L’arena è un ricordo lontano e niente può essere comparato all’orrore di mandare i propri figli al macello ma in qualche maniera la guerra sul campo e nel cuore di Panem, a Capitol City, ricorda i giorni in cui la sopravvivenza è l’unica arma che si possiede quando si è privati della libertà. Quella stessa arena diventa ora una città disseminata di trappole della morte create da sadici strateghi: benvenuti ai 76° Hunger Games (per citare Finnick, alias Sam Claflin).
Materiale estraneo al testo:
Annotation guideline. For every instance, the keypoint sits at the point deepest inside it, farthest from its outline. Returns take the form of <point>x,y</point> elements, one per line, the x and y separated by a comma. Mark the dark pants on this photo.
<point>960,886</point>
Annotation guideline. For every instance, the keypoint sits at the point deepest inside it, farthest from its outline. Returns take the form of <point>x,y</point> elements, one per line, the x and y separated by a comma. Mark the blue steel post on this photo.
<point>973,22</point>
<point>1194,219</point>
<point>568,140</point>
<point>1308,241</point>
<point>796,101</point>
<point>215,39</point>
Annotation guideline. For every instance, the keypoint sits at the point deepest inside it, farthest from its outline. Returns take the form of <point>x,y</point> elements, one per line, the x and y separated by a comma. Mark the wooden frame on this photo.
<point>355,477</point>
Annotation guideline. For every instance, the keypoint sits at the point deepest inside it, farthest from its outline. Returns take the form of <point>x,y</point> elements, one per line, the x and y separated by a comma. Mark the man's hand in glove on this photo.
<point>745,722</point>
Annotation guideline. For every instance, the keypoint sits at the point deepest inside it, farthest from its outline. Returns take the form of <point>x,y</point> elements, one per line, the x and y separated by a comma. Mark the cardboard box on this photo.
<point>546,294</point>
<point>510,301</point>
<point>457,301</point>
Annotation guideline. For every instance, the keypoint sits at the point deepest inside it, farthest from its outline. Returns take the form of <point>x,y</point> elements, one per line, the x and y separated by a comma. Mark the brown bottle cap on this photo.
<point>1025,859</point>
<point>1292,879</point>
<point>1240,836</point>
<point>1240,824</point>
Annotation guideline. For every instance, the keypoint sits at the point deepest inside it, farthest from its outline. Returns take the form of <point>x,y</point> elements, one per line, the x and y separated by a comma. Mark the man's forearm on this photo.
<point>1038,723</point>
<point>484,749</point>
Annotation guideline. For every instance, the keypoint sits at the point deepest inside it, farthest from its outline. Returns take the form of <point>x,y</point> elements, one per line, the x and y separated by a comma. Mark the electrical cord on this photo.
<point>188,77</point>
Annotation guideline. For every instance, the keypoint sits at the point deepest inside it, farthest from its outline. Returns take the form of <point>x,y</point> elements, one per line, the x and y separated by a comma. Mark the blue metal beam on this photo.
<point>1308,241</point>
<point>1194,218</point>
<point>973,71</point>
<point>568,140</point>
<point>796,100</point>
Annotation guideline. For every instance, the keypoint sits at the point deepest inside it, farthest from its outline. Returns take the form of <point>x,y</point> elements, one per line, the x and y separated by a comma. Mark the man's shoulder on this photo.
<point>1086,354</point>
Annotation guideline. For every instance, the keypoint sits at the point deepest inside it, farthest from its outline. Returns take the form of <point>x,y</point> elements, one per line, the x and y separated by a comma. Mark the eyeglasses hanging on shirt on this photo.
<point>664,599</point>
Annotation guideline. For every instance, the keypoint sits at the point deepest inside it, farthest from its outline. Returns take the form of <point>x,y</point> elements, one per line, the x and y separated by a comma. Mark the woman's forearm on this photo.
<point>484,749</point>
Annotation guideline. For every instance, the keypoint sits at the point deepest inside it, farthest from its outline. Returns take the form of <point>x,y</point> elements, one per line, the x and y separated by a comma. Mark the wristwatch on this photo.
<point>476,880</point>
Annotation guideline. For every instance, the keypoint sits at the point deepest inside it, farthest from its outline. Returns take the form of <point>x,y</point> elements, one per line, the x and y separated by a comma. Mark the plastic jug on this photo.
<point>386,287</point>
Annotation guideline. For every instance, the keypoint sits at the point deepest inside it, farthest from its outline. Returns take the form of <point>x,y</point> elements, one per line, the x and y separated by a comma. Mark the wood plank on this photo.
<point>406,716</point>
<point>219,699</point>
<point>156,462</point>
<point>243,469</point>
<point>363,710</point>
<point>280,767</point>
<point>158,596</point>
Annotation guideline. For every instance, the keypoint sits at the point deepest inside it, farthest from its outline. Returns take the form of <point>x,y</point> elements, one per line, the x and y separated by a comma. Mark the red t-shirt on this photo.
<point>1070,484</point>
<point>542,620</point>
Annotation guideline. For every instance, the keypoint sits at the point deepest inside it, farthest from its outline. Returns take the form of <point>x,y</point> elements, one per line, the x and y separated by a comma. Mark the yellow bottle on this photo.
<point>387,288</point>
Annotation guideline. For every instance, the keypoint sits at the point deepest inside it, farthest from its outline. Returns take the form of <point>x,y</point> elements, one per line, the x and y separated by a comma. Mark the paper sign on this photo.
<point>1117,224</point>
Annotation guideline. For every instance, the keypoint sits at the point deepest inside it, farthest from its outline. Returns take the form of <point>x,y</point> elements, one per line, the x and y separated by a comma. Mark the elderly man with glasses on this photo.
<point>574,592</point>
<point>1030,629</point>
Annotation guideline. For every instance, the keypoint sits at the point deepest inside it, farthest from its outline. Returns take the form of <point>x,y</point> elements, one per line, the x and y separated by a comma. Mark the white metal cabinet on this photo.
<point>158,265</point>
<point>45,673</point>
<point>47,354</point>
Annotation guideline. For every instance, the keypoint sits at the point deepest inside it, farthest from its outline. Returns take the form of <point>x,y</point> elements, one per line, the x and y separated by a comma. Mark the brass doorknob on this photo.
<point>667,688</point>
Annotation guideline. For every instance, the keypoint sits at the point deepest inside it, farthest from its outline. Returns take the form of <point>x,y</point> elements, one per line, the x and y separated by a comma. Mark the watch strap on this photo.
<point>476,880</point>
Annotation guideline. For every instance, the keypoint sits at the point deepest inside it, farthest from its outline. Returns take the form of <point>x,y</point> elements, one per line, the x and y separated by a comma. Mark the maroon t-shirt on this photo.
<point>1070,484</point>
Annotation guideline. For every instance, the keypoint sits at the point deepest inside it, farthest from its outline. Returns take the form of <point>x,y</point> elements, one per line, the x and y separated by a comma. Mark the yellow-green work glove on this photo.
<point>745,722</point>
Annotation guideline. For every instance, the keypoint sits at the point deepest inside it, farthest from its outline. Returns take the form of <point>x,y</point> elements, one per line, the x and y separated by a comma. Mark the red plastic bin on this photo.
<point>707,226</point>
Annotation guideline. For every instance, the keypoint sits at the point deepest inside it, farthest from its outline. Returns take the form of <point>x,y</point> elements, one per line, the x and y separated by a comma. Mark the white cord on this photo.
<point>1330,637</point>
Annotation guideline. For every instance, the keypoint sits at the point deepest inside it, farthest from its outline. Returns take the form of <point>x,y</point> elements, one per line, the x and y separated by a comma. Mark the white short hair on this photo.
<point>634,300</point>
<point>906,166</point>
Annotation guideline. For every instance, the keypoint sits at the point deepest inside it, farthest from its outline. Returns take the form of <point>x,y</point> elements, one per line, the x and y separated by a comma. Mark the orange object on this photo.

Hunger_Games_Il_Canto_Della_Rivolta_Parte_2_Jennifer_Lawrence_Sam_Claflin

Il film si focalizza nuovamente sul concetto della diffusione “mediatica”: sono ancora gli schermi, le immagini finte o reali (la dicotomia vero o falso è anche, e soprattutto, il filo rosso della narrazione e del rapporto tra Katniss e Peeta), le dichiarazioni e la propaganda a volere convincere le masse come strumenti di terrore e rivoluzione allo stesso tempo.
Se nel primo atto di questo ultimo capitolo il regista Francis Lawrence aveva agito più di sottrazione privandosi, cioè, di molte scene di combattimenti e facendo leva molto di più sulla profondità dei dialoghi tra i protagonisti, in questa seconda parte, seppur con un inizio ancora ponderato e profondo, l’azione si concretizza e si smorza in un movimento ondulatorio; a picchi di intensità emotiva seguono momenti di stasi e riflessione che riportano lo spettatore alla dimensione più “umana” dei protagonisti.
Probabilmente la pecca della pellicola è quella di non rendere pienamente la tensione narrativa letteraria capace di tenere incollato il naso alle pagine del libro. Si percepisce, infatti, come la suspense venga spesso attenuata in favore di una spettacolare crudeltà effimera e fine a se stessa. Ovviamente, dal lato opposto, abbiamo un’indagine molto più profonda dei personaggi, a partire da Katniss e dalla sua glaciale e distaccata determinazione passando per Peeta, che in queste battute finali, diventa la figura dell’eroe inatteso, tormentato da dubbi e demoni, ma artefice di un’opera di sacrificio e di amore.

Katniss

E la guerra colpisce tutti, Capitol perde i colori scintillanti, lo sfarzo e il lusso, scontrandosi con la realtà dei Distretti e vedendosi privata, anch’essa, delle nuove generazioni (in una scena quanto mai terribile) in nome di una pace che però ha il sapore della vendetta e della sete di potere. Sovvertire lo stato dittatoriale per ricadere nello stesso errore è il fantasma che aleggia in tutta la pellicola e che solo la Ghiandaia Imitatrice è capace di cacciare.
Per i fan letterari della Collins questo è il capitolo in cui si contano le ferite e si piangono le perdite, in cui ogni incontro e ogni minuto che passa è quello che inesorabilmente avvicina la fine, non solo della pellicola. Le brutalità, le barbarie e le crudeltà dei giochi sono solo un ricordo lontano e chi ha visto solo i film rimarrà comunque soddisfatto, ma ancora una volta la pellicola si schiera dalla parte di coloro che conoscono la storia e sanno che alla fine “ci sono giochi peggiori da giocare”.